One of Keane’s goals was to reach the urban population of Hampden County, and in 2018 a generous donor made the Discover Nature program possible, which introduced all third graders in Holyoke Public Schools to Arcadia via educators’ visits to classrooms and field trips to the sanctuary. Thanks to American Rescue Plan Act funds allocated in 2021 to support economic recovery from the pandemic, Keane was able to launch a similar program for Springfield students at the Laughing Brook Wildlife Sanctuary in Hampden and hire educators exclusive to the city. “That type of progress felt really meaningful to me,” he says, “like we were able to move things forward.”
‘First annual’ Folk Festival

For Arcadia’s 75th anniversary in 2019, Keane’s team wanted to honor the milestone and engage the community. Someone suggested connecting with Signature Sounds in Northampton, and the partnership behind the annual Arcadia Folk Festival was born.

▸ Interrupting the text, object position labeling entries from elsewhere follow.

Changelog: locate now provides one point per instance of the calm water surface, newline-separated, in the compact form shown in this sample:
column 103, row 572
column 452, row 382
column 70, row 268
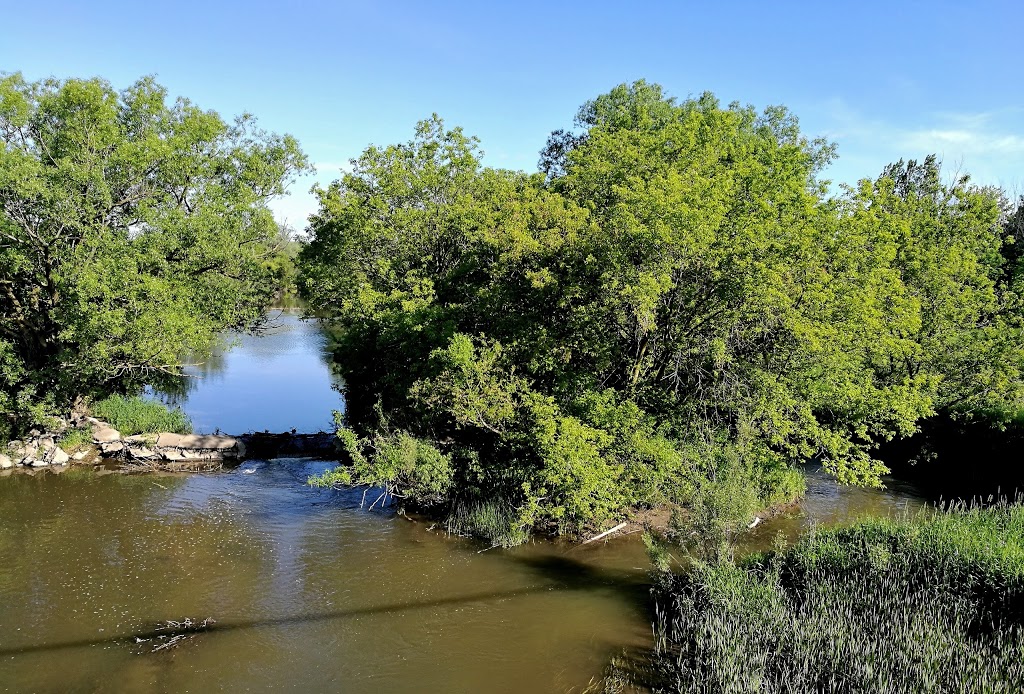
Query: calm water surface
column 275, row 382
column 309, row 592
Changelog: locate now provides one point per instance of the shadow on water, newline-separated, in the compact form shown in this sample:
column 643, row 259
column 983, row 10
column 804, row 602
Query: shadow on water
column 562, row 574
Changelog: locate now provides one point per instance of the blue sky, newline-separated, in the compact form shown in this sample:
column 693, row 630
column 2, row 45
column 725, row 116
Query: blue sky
column 883, row 80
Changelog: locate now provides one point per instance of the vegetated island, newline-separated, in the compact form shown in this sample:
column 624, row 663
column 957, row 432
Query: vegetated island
column 674, row 312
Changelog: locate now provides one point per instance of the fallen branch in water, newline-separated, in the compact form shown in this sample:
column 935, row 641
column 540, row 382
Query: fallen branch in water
column 606, row 532
column 184, row 630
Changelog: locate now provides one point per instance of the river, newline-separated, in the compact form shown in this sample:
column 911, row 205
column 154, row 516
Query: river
column 308, row 591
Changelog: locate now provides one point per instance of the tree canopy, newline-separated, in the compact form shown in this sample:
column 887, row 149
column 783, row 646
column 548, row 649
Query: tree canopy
column 674, row 299
column 132, row 229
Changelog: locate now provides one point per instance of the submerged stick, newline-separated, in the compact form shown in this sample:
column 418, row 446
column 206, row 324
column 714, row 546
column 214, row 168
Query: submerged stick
column 606, row 532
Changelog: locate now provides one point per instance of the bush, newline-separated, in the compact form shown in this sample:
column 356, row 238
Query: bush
column 496, row 522
column 400, row 463
column 76, row 438
column 137, row 416
column 911, row 605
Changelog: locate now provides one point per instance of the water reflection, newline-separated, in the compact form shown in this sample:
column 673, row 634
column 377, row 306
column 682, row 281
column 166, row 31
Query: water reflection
column 281, row 380
column 308, row 592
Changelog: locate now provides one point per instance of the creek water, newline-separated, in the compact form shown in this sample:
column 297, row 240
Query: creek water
column 308, row 591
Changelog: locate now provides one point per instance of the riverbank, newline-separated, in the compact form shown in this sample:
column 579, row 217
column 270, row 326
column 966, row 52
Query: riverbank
column 84, row 439
column 921, row 603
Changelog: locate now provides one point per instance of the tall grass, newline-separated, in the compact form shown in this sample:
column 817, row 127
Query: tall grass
column 137, row 416
column 496, row 522
column 911, row 605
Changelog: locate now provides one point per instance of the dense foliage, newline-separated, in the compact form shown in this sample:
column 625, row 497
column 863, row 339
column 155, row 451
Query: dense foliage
column 913, row 605
column 673, row 300
column 131, row 231
column 136, row 415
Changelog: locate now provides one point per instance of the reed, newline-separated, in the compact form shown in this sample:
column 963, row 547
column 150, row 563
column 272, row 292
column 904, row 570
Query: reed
column 137, row 416
column 918, row 604
column 496, row 522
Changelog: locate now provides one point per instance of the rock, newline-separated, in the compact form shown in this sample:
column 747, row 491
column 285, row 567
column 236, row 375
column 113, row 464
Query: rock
column 169, row 440
column 26, row 454
column 209, row 442
column 104, row 434
column 141, row 452
column 112, row 447
column 141, row 439
column 57, row 456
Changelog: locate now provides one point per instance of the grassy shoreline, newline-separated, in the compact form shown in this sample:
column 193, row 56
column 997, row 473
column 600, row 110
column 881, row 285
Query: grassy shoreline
column 923, row 604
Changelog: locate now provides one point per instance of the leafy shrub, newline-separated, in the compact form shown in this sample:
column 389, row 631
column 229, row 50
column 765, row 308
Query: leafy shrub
column 137, row 416
column 76, row 438
column 403, row 465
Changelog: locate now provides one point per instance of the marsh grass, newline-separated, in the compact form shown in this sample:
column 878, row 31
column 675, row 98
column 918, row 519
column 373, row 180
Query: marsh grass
column 496, row 522
column 132, row 416
column 922, row 604
column 76, row 439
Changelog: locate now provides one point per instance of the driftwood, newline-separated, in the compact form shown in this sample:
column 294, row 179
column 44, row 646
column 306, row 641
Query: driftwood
column 606, row 533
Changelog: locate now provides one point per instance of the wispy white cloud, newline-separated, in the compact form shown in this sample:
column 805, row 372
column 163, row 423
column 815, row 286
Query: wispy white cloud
column 989, row 145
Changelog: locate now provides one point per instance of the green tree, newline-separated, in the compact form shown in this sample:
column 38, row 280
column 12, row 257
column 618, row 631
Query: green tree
column 952, row 266
column 131, row 230
column 673, row 305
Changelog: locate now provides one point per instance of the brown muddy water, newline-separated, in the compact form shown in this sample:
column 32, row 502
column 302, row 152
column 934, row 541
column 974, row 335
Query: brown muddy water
column 309, row 593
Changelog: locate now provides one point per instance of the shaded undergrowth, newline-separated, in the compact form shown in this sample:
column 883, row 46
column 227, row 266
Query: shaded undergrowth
column 922, row 604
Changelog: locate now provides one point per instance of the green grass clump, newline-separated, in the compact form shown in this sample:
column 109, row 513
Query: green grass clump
column 137, row 416
column 496, row 522
column 73, row 439
column 926, row 604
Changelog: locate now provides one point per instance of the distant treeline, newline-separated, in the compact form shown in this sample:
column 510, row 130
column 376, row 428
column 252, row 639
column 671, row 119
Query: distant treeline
column 674, row 304
column 132, row 231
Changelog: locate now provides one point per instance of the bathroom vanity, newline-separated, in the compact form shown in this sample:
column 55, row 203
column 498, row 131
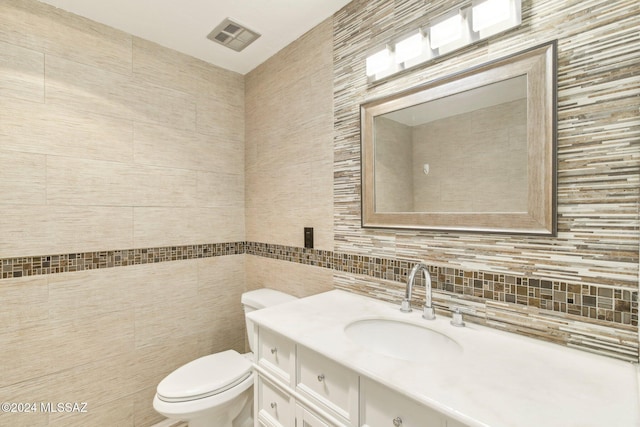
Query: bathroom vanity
column 341, row 359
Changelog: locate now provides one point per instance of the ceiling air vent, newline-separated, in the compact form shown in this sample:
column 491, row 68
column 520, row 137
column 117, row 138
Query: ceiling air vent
column 233, row 35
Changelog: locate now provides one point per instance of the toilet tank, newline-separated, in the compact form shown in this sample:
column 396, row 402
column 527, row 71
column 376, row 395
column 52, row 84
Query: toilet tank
column 258, row 299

Billed as a day of live music and an ode to the environment, the first annual festival, held in the fall of 2018, became a litmus test for what is now Arcadia’s biggest event of the year, drawing 1,800 people for a day of dancing in the woods.
“We didn’t know quite what to expect,” says Keane, whose highest hopes were to bookend the anniversary with a festival in the fall of 2018 and the fall of 2019. “The posters did say ‘first annual,’ but we weren’t too convinced it was necessarily going to be annual. We never anticipated that it would become such a big hit.”
Our patch of the Earth
During the pandemic, Arcadia’s momentum slowed, and a new president took the reins at Mass Audubon, whose focus was the organization’s statewide impact. (Keane’s title became Director of Special Projects in 2021.) But thanks to tremendous community support, Arcadia rebounded and “has seen nothing but growth since.” The staff at Arcadia is larger, and the statewide budget is higher, despite pushback at the national level by President Trump, who has called climate change a “hoax.” A restrictive executive order in April sought to limit individual states’ “burdensome and ideologically motivated ‘climate change’ or energy policies.”
“When we do get bits of bad news, particularly when that news feels out of our hands at a global or national level,” says Keane, “knowing we can be working and seeing progress on our little patch of the Earth is enough to inspire hope and keep plugging away.”
He doesn’t know what his next steps are – or where they will lead. But he looks back upon his time at Arcadia with gratitude. “I don’t think I can take credit for any of the successes these last 11 years,” says Keane, who believes that Arcadia’s mission to protect nature is a community effort. “People are giving large amounts of money, and large amounts of time … As a community we should feel proud of our generosity and our commitment to important work” – motivated by compassion for the next generation.
He remembers the third-grader’s hand rising, a beacon of hope.